Git Commits Should Look Professional???

Did you know you're supposed to format your commits? And not just write vaguely entertaining reminders to yourself like "Filled in some_function() but there's 3 nested for loops WHY WOULD GOD DO THIS TO ME?!" Just kidding, I would never write that. You can't write a commit message with exclamation points.

This is the git commit formatting Udacity uses:

feat: Summarize changes in around 50 characters or less

More detailed explanatory text, if necessary. Wrap it to about 72
characters or so. In some contexts, the first line is treated as the
subject of the commit and the rest of the text as the body. The
blank line separating the summary from the body is critical (unless
you omit the body entirely); various tools like `log`, `shortlog`
and `rebase` can get confused if you run the two together.

Explain the problem that this commit is solving. Focus on why you
are making this change as opposed to how (the code explains that).
Are there side effects or other unintuitive consequences of this
change? Here's the place to explain them.

Further paragraphs come after blank lines.

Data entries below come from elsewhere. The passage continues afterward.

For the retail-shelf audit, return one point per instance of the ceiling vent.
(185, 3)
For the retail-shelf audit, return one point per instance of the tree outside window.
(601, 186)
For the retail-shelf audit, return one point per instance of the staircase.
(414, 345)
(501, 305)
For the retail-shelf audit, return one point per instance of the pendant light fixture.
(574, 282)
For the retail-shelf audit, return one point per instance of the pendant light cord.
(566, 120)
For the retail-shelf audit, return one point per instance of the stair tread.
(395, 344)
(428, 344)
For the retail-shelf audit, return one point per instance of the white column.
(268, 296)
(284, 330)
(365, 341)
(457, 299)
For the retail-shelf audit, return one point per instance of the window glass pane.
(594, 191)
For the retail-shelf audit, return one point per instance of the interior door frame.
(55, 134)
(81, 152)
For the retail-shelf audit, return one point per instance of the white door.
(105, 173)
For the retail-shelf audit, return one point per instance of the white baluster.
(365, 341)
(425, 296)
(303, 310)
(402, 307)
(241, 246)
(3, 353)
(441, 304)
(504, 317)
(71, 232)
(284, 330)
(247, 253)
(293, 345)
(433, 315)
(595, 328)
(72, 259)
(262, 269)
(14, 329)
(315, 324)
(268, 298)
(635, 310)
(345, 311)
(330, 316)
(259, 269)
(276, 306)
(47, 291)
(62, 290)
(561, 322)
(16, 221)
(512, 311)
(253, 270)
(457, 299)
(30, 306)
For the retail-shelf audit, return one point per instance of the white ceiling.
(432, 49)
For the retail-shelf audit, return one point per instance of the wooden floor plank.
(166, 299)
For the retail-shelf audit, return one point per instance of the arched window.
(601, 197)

 - Bullet points are okay, too

 - Typically a hyphen or asterisk is used for the bullet, preceded
   by a single space, with blank lines in between, but conventions
   vary here

If you use an issue tracker, put references to them at the bottom,
like this:

Resolves: #123
See also: #456, #789

That's way more professional than about a third of my commits that just say "Updated ." But now I know! And you know! Education!!